Vivimos en un contexto en el que los jóvenes (y no pocos adultos) tienen muchas dudas sobre la fe y no encuentran tan fácilmente personas que se las puedan responder de forma clara, amena, cercana, equilibrada y fiel. Lo que me lleva a pensar que nos toca formar un relevo generacional que ocupe las vacantes de Loring, Carreira y Sayés. Nunca en el sentido de generar fotocopias, porque cada época necesita de sus propias personalidades con la debida dosis de originalidad, pero reconociendo que hay elementos que no cambian como, por ejemplo, la fe, el amor a la Iglesia, la apertura a la razón, la cultura, el compromiso con los sectores vulnerables, etc. Aspectos de los que dichos sacerdotes estaban sobrados.
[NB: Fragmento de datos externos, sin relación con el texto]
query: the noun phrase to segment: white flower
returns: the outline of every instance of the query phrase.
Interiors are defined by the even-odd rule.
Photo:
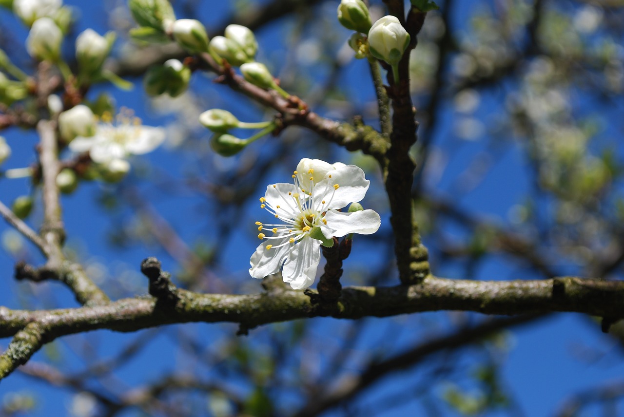
[[[284,282],[294,289],[303,289],[314,282],[321,261],[319,245],[324,241],[350,233],[374,233],[381,219],[373,210],[337,209],[359,201],[368,189],[370,181],[355,165],[305,158],[293,178],[294,184],[269,185],[260,198],[260,207],[282,223],[256,222],[258,237],[267,241],[251,256],[249,272],[254,278],[264,278],[283,266]]]
[[[384,16],[368,31],[368,44],[373,56],[396,65],[409,44],[409,34],[398,19]]]
[[[41,17],[35,21],[26,38],[26,49],[33,58],[55,60],[61,51],[63,34],[54,21]]]
[[[95,130],[95,116],[91,109],[79,104],[59,115],[61,137],[71,141],[77,136],[93,136]]]
[[[89,151],[94,162],[107,163],[130,155],[151,152],[165,140],[165,130],[141,125],[140,119],[122,111],[113,123],[110,115],[102,117],[103,123],[95,127],[91,137],[78,137],[69,143],[74,152]]]
[[[62,4],[61,0],[13,0],[13,11],[31,26],[37,19],[53,15]]]

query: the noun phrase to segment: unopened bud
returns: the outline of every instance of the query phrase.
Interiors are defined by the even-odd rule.
[[[394,16],[381,17],[368,32],[371,54],[391,65],[399,64],[409,44],[409,34]]]
[[[35,21],[26,38],[26,49],[33,58],[56,61],[61,51],[63,34],[49,17]]]
[[[71,194],[78,186],[78,176],[74,170],[66,168],[56,176],[56,186],[63,194]]]
[[[227,110],[212,108],[200,115],[199,122],[215,132],[225,132],[238,126],[236,116]]]
[[[245,79],[254,85],[268,90],[275,87],[275,80],[266,65],[260,62],[250,62],[240,66]]]
[[[107,183],[119,183],[130,172],[130,163],[125,160],[111,160],[100,166],[100,177]]]
[[[114,34],[100,36],[95,31],[87,29],[76,38],[76,59],[80,70],[87,74],[97,72],[109,55],[114,41]]]
[[[6,143],[6,140],[4,138],[0,136],[0,165],[1,165],[4,161],[9,159],[9,156],[11,156],[11,147],[9,144]]]
[[[208,33],[199,21],[179,19],[173,22],[173,39],[181,47],[192,52],[208,52]]]
[[[215,133],[210,139],[210,147],[222,156],[235,155],[248,143],[246,140],[227,133]]]
[[[258,42],[253,32],[246,26],[240,24],[228,25],[225,28],[225,37],[235,42],[248,59],[246,62],[253,61],[258,51]]]
[[[68,143],[78,136],[93,136],[95,133],[95,117],[90,108],[79,104],[59,115],[59,130],[61,137]]]
[[[32,211],[32,198],[30,196],[20,196],[13,201],[11,209],[20,219],[28,217]]]
[[[338,21],[347,29],[368,33],[372,24],[368,7],[362,0],[342,0],[338,6]]]

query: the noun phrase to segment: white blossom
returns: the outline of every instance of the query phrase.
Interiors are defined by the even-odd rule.
[[[294,183],[269,185],[260,198],[260,207],[281,223],[256,222],[258,237],[266,241],[251,256],[249,272],[264,278],[282,269],[284,282],[303,289],[314,282],[321,244],[333,236],[374,233],[381,219],[371,209],[338,211],[361,200],[368,189],[370,181],[355,165],[304,158],[292,176]]]
[[[93,136],[77,137],[69,143],[69,148],[74,152],[88,151],[94,162],[105,164],[131,155],[151,152],[163,140],[164,129],[143,126],[140,119],[133,117],[129,110],[122,110],[115,120],[105,115]]]

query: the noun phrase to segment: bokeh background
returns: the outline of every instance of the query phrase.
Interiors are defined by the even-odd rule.
[[[64,43],[90,27],[117,33],[109,67],[130,91],[93,87],[145,125],[167,129],[165,145],[132,160],[116,185],[81,183],[62,199],[66,250],[119,299],[147,293],[140,261],[156,256],[177,284],[200,292],[253,293],[247,272],[265,213],[257,198],[287,182],[303,157],[358,165],[371,181],[363,201],[382,228],[356,236],[343,285],[397,282],[381,178],[373,158],[289,128],[232,158],[216,155],[197,121],[224,108],[245,122],[264,108],[197,71],[180,97],[151,98],[142,75],[185,56],[175,45],[132,44],[125,2],[66,1],[76,22]],[[335,1],[172,2],[210,36],[252,29],[258,61],[320,114],[361,116],[378,126],[365,61]],[[624,242],[624,3],[618,0],[440,2],[412,52],[411,88],[420,123],[412,198],[434,274],[456,279],[537,279],[564,274],[622,277]],[[371,2],[375,17],[385,14]],[[32,73],[27,29],[0,10],[0,47]],[[2,169],[36,161],[37,138],[11,128]],[[244,136],[246,132],[241,132]],[[64,153],[64,158],[72,155]],[[0,179],[5,204],[39,189]],[[55,282],[16,282],[19,260],[42,259],[0,226],[0,304],[77,307]],[[494,320],[494,321],[490,321]],[[479,332],[491,325],[487,337]],[[624,331],[566,314],[517,320],[439,312],[357,321],[314,319],[235,335],[230,324],[190,324],[136,333],[98,331],[57,340],[0,383],[0,415],[617,416],[624,395]],[[3,347],[8,340],[0,341]],[[355,385],[354,385],[355,384]],[[359,385],[358,385],[359,384]],[[349,387],[356,389],[349,391]],[[317,410],[314,410],[316,408]]]

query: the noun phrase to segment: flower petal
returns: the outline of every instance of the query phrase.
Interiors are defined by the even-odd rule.
[[[331,178],[329,178],[330,175]],[[313,194],[316,208],[321,208],[321,198],[329,204],[323,208],[325,210],[342,208],[350,203],[357,203],[364,198],[370,183],[364,178],[361,168],[355,165],[336,168],[314,187]],[[334,189],[335,185],[338,188]]]
[[[381,224],[379,215],[371,209],[353,213],[330,210],[323,218],[327,224],[321,226],[321,231],[327,238],[341,237],[349,233],[371,234],[376,232]]]
[[[283,243],[287,241],[274,241],[272,243],[274,246]],[[249,274],[254,278],[264,278],[272,274],[275,274],[280,271],[284,259],[288,256],[291,245],[284,245],[281,247],[266,249],[266,246],[270,244],[268,242],[263,242],[256,248],[256,251],[251,255],[251,259],[249,261],[249,264],[251,267],[249,269]]]
[[[293,289],[302,290],[314,282],[321,262],[320,245],[321,241],[306,236],[291,249],[282,276]]]
[[[125,145],[128,152],[142,155],[156,149],[165,140],[165,130],[160,127],[141,126],[140,133],[135,138],[129,140]]]

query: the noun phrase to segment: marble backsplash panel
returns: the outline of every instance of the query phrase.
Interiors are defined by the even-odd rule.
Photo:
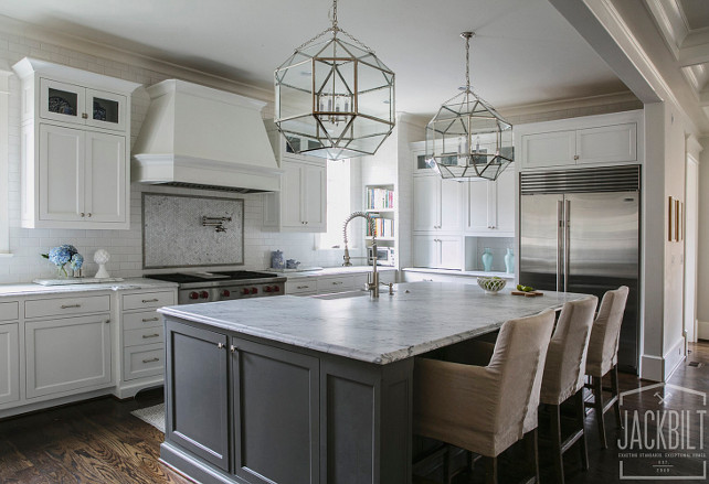
[[[142,194],[142,268],[244,263],[244,201],[210,196]],[[227,217],[224,232],[202,217]]]

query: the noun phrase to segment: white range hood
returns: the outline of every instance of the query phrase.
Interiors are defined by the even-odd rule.
[[[134,182],[277,192],[282,170],[261,117],[265,103],[184,80],[148,87],[133,149]]]

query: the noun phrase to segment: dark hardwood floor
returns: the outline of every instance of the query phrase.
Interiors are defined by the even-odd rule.
[[[670,384],[709,391],[709,343],[690,345],[692,353],[688,362],[677,369]],[[689,366],[697,362],[699,367]],[[621,374],[621,390],[631,390],[652,383]],[[669,394],[669,395],[668,395]],[[666,391],[665,401],[658,402],[654,391],[626,398],[624,406],[638,410],[677,408],[681,410],[700,409],[697,398],[681,391]],[[117,401],[102,398],[63,408],[52,409],[0,421],[0,483],[188,483],[189,480],[158,463],[159,445],[162,433],[130,415],[130,411],[149,407],[162,401],[160,390],[142,392],[135,400]],[[616,444],[616,430],[613,412],[605,416],[609,432],[609,449],[602,450],[596,433],[595,416],[586,417],[589,459],[591,469],[581,470],[578,452],[569,451],[564,456],[567,483],[614,483],[618,482],[620,451]],[[709,418],[707,419],[709,420]],[[690,435],[694,445],[703,445],[706,453],[709,444],[709,426],[705,422],[703,442],[699,433]],[[541,445],[542,482],[553,482],[551,461],[546,458]],[[511,452],[506,472],[516,469],[519,455]],[[701,460],[706,461],[706,456]],[[697,464],[697,460],[686,466]],[[676,464],[677,469],[681,464]],[[692,467],[694,470],[694,467]],[[440,482],[438,476],[428,476],[431,482]],[[414,481],[415,483],[416,481]],[[424,482],[424,481],[422,481]],[[428,482],[428,481],[425,481]],[[483,482],[479,472],[470,477],[467,473],[456,476],[456,484]],[[645,481],[650,482],[650,481]],[[657,481],[667,483],[668,481]],[[387,483],[383,483],[387,484]]]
Necesitamos una nueva generación de sacerdotes, religiosos, religiosas y laicos que sepan vivir y transmitir la fe. Perfiles que sean “muy maestros”, como decimos en México. Por eso, vale la pena preguntarse, ¿de qué estaban hechos Sayés y compañía? Ese tipo de personalidades no nace por generación espontánea. Sin duda, se tienen que dar varios ingredientes y debemos cuestionarnos si con la pastoral actual lo estamos favoreciendo o no. Es verdad que la Iglesia necesita diferentes tipos de personas, métodos de evangelización, estilos y modos, pero la parte intelectual y docente no puede faltar. A veces, uno tiene la impresión de que la pastoral con los jóvenes se reduce a un dibujo, un micro tema y un exceso de dinámicas de integración, cuando, en realidad, se necesita una comunidad que sirva de trampolín para insertarse en el mundo de hoy como bautizados comprometidos. Es decir, un grupo en el que se puedan compartir la formación (sólida y, por lo tanto, libre de complejos o confusiones), la oración, el apostolado y la convivencia, de modo que puedan suscitarse nuevas vocaciones y, con el tiempo, maestros(as) de espiritualidad.

Habrá el que diga “que ya no hay de esos perfiles”, pero el que esto escribe piensa en positivo y tiene la certeza de que si formamos maestros de espiritualidad los habrá también para el siglo XXI. ¡Manos a la obra!